Is it necessary to consider Digital Humanities on an international scale? Do certain facts or claims about the Digital Humanities only apply to the US or European educational systems? If emphasis on humanities education and research is becoming more popular in Asia, should literature professors simply move where they will be appreciated?
I was recently speaking to a good friend of mine who now works in Singapore creating curriculum for an international high school. His job is to help students be more creative, with a focus on design philosophy and fine arts projects. What struck me most about his experience was the fact that creativity, critical thinking, and aesthetics were deemed essential to the student learning experience. In many instances, the sciences seemed to take a backseat to the humanities. One question that occurred to me while talking to him was: are the Digital Humanities less promising in other countries and/or cultures?
When speaking about the digital humanities, many scholars focus solely on the US and British education systems. However, the nature of digital platforms often allows individuals to work on global levels, giving new meaning to terms like “connectivity” and “network.” My question is: when discussing the digital humanities, is it necessary to always think on a global scale? In other words, I wonder if it is truly possible to grasp the state of digital humanities and pedagogy without simultaneously considering education systems around the globe.

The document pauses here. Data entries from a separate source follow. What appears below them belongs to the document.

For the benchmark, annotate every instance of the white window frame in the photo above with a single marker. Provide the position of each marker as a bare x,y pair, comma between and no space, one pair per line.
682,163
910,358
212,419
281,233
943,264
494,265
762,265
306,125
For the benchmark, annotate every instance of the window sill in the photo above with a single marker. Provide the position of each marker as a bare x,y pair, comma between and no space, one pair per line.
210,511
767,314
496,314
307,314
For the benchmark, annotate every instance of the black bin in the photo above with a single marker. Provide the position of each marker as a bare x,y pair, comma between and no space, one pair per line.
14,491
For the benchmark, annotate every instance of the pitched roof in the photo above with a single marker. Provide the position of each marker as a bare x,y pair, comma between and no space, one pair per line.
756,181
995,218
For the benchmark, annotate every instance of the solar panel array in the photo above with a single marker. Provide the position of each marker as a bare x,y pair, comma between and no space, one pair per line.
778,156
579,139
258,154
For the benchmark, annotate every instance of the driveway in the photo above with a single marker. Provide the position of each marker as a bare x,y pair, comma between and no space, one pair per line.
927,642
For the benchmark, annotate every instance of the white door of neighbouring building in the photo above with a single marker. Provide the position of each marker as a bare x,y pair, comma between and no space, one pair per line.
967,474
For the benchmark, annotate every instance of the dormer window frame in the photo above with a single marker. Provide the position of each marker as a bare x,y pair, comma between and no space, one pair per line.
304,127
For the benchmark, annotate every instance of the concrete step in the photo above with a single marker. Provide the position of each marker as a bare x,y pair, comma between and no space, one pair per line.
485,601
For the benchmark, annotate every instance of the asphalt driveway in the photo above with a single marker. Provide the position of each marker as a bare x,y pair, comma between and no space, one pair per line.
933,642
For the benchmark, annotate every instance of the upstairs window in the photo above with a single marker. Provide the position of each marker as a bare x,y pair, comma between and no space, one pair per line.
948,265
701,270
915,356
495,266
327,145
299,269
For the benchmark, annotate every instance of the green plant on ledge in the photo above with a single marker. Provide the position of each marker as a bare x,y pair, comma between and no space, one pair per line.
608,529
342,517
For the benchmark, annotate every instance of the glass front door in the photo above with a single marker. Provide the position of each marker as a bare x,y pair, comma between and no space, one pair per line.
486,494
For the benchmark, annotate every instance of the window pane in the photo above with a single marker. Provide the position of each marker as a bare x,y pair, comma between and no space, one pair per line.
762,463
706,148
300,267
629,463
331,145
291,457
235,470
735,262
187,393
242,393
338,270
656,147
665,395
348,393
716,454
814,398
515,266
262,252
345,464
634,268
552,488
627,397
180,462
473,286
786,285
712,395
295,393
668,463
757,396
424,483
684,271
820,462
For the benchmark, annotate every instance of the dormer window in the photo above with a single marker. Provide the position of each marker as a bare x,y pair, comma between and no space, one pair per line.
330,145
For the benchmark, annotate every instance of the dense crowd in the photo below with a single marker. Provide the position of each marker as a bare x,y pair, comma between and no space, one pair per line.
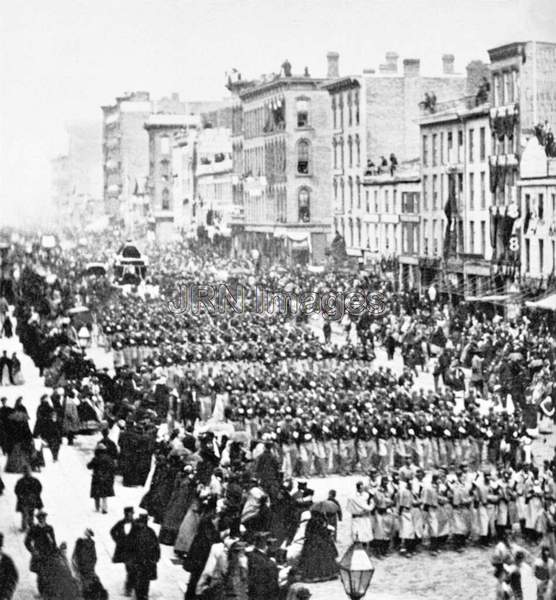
234,406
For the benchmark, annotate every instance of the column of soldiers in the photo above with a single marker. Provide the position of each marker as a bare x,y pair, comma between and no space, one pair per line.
410,508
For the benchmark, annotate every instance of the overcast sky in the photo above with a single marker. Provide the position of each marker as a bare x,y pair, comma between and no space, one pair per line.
62,59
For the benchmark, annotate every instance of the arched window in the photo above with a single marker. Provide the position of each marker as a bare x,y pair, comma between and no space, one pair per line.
304,205
165,199
302,106
342,153
342,195
303,154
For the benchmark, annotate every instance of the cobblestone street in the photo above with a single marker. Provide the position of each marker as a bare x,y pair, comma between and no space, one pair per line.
66,498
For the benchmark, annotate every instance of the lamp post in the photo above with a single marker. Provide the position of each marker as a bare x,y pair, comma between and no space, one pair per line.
83,337
356,571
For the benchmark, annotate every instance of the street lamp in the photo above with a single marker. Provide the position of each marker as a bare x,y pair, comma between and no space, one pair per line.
83,337
356,571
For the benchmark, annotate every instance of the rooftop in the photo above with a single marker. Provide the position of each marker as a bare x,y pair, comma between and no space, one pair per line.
170,120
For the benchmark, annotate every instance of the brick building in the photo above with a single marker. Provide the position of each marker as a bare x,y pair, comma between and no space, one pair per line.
537,185
523,82
161,129
282,160
455,197
390,226
125,149
373,116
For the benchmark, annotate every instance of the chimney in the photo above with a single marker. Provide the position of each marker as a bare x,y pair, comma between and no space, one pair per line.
392,61
333,59
477,70
448,64
411,67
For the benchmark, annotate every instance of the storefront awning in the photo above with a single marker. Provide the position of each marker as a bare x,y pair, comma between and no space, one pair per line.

Although we might note that critique in literature departments in Europe and the US is losing some steam, based on my friend’s experience in Singapore (he also travels to Vietnam and China to look at other curriculum structures) it seems like critique might be gaining steam elsewhere. DH might not be the saving grace of literature professors in Asia, as it claims to be in the US. This is based on highly anecdotal evidence, but I wonder if this topic deserves more consideration when talking about the Digital Humanities in general.